The challenge of too many possibilities
For many early-stage AI companies, the challenge isn’t proving that their technology works — it’s figuring out where to apply it first.
This was a recurring theme during the latest session of the AI Stream at the Creative Destruction Lab (CDL-Paris). We spoke with team members, mentors, and founders about the biggest hurdles AI ventures are facing inside the program, and one of the most common is navigating their go-to-market strategy.
A clear example comes from Cogitat, a company building foundation models capable of decoding human brainwaves using external EEG sensors. Their groundbreaking technology sits at the intersection of neuroscience and cutting-edge AI, opening up potential applications across multiple industries — from healthcare and defense to consumer technology.
But this wide range of possibilities also creates a critical risk: a lack of focus.
“AI presents vastly different technology and application areas, the applications are endless,” explained Nicole Pereira, CDL-Paris AI Stream Lead. “But we really need to understand: what market do we actually apply this technology to first?”
That strategic tension is something Allan Ponnish, Co-founder of Cogitat, knows well.
“We’ve put forward a number of different markets to CDL — healthcare, defense, and consumer technology are the three big areas we’ve explored.
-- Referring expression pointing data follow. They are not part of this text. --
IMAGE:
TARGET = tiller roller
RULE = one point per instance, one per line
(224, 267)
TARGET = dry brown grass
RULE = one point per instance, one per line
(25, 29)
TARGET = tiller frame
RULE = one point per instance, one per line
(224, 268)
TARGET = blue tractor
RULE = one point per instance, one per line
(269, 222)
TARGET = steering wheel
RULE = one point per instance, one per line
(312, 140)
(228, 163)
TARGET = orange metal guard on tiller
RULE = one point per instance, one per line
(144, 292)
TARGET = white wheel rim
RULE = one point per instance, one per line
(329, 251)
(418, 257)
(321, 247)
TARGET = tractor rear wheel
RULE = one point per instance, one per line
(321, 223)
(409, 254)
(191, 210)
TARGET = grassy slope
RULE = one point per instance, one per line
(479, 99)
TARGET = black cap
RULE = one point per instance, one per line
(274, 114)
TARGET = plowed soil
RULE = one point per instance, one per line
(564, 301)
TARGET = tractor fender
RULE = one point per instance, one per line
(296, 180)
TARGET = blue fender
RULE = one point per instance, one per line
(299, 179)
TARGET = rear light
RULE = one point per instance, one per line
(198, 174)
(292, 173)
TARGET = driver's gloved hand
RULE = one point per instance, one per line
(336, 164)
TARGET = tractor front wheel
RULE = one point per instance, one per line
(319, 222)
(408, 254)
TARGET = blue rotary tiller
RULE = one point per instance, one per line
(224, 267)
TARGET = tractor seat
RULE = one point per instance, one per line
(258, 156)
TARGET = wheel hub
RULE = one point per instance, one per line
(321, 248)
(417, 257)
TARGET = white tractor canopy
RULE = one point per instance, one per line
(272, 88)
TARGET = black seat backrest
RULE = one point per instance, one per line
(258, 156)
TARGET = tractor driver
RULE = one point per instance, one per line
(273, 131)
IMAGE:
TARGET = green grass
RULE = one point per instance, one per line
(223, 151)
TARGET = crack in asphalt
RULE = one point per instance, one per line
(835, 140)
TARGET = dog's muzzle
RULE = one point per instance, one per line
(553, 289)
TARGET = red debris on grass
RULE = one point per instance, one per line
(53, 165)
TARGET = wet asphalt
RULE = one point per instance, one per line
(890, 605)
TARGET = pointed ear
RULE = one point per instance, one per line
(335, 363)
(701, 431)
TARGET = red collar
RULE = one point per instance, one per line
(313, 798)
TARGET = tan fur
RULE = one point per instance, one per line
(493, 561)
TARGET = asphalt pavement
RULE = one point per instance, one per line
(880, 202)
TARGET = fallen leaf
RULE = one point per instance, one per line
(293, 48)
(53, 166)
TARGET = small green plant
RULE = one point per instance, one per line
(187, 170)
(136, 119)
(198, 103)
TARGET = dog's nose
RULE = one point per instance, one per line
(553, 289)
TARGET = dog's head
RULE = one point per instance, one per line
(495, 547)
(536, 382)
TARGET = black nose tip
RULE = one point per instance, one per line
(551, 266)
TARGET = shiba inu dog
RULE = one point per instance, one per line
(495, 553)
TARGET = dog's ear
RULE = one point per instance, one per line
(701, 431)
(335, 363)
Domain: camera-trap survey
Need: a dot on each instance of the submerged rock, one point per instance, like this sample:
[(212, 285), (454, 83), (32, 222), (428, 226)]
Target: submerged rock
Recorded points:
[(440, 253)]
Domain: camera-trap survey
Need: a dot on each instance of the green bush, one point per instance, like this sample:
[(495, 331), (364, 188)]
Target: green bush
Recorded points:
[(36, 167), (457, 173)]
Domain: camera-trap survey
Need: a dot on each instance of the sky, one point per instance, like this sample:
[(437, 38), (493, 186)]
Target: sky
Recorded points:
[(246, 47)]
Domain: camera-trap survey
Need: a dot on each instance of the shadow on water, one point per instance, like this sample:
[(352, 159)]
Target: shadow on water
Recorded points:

Now we really need to figure out: which one is the best place to start?”
Finding the beachhead market
This is where CDL’s model becomes invaluable. The program forces founders to tackle one of the hardest challenges in AI commercialization: identifying their beachhead market. The first real-world use case where the technology can create value, attract customers, and generate revenue.
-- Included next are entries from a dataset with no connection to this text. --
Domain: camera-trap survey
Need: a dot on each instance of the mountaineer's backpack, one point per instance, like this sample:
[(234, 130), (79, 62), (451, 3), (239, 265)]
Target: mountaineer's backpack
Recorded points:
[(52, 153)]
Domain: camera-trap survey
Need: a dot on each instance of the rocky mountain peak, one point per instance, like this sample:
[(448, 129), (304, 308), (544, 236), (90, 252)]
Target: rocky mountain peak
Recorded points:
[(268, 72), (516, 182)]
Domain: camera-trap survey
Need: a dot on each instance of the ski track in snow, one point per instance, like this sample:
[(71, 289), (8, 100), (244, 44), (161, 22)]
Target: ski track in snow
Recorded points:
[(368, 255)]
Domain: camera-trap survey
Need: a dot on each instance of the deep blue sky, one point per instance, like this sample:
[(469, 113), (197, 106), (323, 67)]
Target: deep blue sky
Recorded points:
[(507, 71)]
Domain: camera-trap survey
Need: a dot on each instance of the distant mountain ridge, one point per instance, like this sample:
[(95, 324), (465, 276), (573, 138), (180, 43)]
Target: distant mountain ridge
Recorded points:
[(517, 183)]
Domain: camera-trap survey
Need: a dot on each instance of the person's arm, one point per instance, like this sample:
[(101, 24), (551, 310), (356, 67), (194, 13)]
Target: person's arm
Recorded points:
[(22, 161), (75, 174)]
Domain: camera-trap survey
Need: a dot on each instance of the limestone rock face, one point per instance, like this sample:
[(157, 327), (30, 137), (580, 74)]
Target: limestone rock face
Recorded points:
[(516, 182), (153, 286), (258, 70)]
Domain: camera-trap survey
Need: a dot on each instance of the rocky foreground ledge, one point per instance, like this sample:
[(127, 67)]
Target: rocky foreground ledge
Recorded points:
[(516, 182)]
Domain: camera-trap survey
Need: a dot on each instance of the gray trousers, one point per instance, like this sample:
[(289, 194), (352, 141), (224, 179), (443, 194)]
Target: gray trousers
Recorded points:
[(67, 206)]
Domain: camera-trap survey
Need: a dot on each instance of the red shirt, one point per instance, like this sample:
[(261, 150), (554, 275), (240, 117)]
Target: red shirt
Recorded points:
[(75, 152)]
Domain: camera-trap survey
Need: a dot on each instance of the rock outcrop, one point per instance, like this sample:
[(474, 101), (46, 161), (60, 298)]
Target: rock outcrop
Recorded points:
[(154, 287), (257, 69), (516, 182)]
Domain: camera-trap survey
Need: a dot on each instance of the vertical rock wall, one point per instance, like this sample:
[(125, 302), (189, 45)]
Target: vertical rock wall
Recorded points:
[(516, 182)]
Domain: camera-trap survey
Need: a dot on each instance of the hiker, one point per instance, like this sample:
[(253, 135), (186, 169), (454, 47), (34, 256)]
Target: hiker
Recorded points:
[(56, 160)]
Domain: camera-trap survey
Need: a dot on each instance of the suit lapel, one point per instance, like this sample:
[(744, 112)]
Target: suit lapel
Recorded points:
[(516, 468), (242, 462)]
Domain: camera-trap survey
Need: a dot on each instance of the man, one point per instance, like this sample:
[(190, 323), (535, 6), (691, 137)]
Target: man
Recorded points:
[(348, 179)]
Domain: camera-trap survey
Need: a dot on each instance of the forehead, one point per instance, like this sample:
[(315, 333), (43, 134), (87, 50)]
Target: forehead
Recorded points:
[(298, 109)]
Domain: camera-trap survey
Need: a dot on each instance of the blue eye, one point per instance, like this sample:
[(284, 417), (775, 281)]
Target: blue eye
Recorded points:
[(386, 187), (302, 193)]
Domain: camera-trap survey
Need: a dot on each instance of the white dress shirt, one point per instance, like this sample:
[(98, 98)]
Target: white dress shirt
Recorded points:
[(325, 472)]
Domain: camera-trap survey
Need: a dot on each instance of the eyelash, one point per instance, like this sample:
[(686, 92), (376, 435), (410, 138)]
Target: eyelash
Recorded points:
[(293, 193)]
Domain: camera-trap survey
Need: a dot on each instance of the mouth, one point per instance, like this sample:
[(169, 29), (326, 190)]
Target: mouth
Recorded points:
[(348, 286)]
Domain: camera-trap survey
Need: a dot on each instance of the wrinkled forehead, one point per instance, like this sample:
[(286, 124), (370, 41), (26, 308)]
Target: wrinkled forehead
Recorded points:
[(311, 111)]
“They have a technology, but they don’t yet know who is going to use it.” explained Thomas Astebro, professor at HEC Paris and CDL-Paris member. Finding the product-market fit in AI-powered startups is not only about building cool features, but also about deeply understanding customer pain points, user needs, and real-life workflows.
Finding Focus: Turning AI Technology Into a Business
“What is our beachhead market?”, “How do we identify the right niche?”, “How do we know we’ve found the right customer profile to go after?”... Nicole Pereira, who brings the experience of being the AI Lead for the Creative Destruction Lab program, believes that everything from pricing to marketing to product design depends on solving this puzzle. This is where many deep tech AI founders face their biggest leap: moving from technology validation to commercialization.
“We know our technology works in so many different areas, but now we need to focus on where to deploying it.”
- Allan Ponnish, Co-founder of Cogitat (CDL venture)
That process involves more than customer discovery. It means:
- Designing a product customers will actually buy
- Building a go-to-market strategy tailored to that first niche
- Testing business models and pricing assumptions
- Aligning marketing strategy with early adopters
- And above all: staying laser-focused
Without this clarity, even the most powerful AI models risk becoming technological solutions looking for a problem.
Why Creative Destruction Lab matters for AI founders
The CDL-Paris AI Stream exists precisely to support founders through this critical transition: from lab to market, from innovation to product. CDL mentors - including exited entrepreneurs, AI scientists, investors, and industry experts — help startups sharpen their value proposition, pressure-test their market assumptions, and chart their commercialization strategy.
Because CDL is a non-profit organization, with no fees or equity taken, the only agenda is venture success. For AI founders navigating overwhelming technological possibilities, Creative Destruction Lab provides what’s often hardest to find: brutal honesty, strategic clarity, and a global network of experts willing to help them crack the code.
What’s next: Marseille
The journey continues: In April 2025, the CDL-Paris AI Stream will converge in Marseille at TANGRAM, CMA CGM's new innovation hub, for its final session. There, AI ventures will stand alongside startups from CDL's Climate, Space, and Next Generation Computing streams to share their progress, demonstrating not just technological refinement, but real-world implementation.
Because ultimately, AI transcends algorithms. It's about building genuine companies that solve real problems.